Why this special speed c? If electromagnetic waves travelled faster, energy would be gained. If they travelled slower, energy would be lost. Both faster and slower speeds of electromagnetic waves violate the law of conservation of energy (Figure 7).
Vibrating electric charges are the fundamental source of electromagnetic waves. All materials are composed of atoms that contain vibrating electrons—all materials radiate electromagnetic waves. The average frequency of the radiated waves is proportional to the absolute temperature of the material emitting them—another central rule of nature (Figure 8).
The relationship f ~T tells us that every body continuously radiates waves of energy with an average frequency proportional to the absolute temperature of the radiating body. Radiation continues without letup! Then why doesn’t the temperature of the radiating body decrease as it steadily gives up its energy? It doesn’t because at the same time it is also absorbing radiation. It both radiates and absorbs simultaneously (Figure 9)!
We tend to think of space as being empty, when in fact space is filled with electromagnetic waves and subatomic particles everywhere (Figure 10).
Just as macroscopically the average frequency of radiation is proportional to the temperature of the emitter, also microscopically, frequency determines the energy carried by that radiation (Figure 11).
This central law of physics tells us that the energy carried by a unit of electromagnetic radiation—a photon—is equal to the radiation frequency multiplied by Planck’s constant h. And Manny Mouse also reminds us that emitted energy relates to “quantum jumps” in the atom (Figure 12).
You may want to encourage your students to investigate the energy associated with the electromagnetic waves of their smartphones. High-frequency waves mean high energy per photon; low-frequency waves mean low energy per photon (Figure 13).

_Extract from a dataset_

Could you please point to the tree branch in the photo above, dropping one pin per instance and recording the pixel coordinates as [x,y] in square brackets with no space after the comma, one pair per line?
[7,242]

A particularly delightful part of a physics course is the study of light and color. Lillian illustrates the wonder of addition of red-green-blue (RGB) primary colors (Figure 14).
Cyan, yellow, and magenta (CYM), the subtractive primaries, are seen in thin films (Figure 15).
Nellie Newton makes a surprising point about the color of blue jay feathers in Figure 16.
In Figure 17, Gentleman Gus shares his opinion as to whether knowing the rules of nature adds to its wonder—or subtracts.
We all know that Earth rotates daily about its polar axis while orbiting a “stationary” Sun. When a point on our ever-twirling planet rotates toward the Sun we have sunrises. When rotation is in a direction away from the Sun, we have sunsets. Phil Physiker ponders this in Figure 18.
We conclude with the most widely known—yet most widely misunderstood—equation of physics. It can be seen as delightful or horrifying, depending on its application (Figure 19). Although the public first learned of this central equation of nature via nuclear bombs, the wider view is that energy and mass are two sides of the same coin. The relationship between energy and mass encompasses all energy transfers in chemistry and in biology, underlying all the energies associated with life itself.
All the equations here are central to physics, and to the rules of nature. My strongly felt view is that physics taught as the study of nature’s rules should be in the educational mainstream for all students—those who will go on to study science, as well as those moving on different educational paths. Nature is central to all.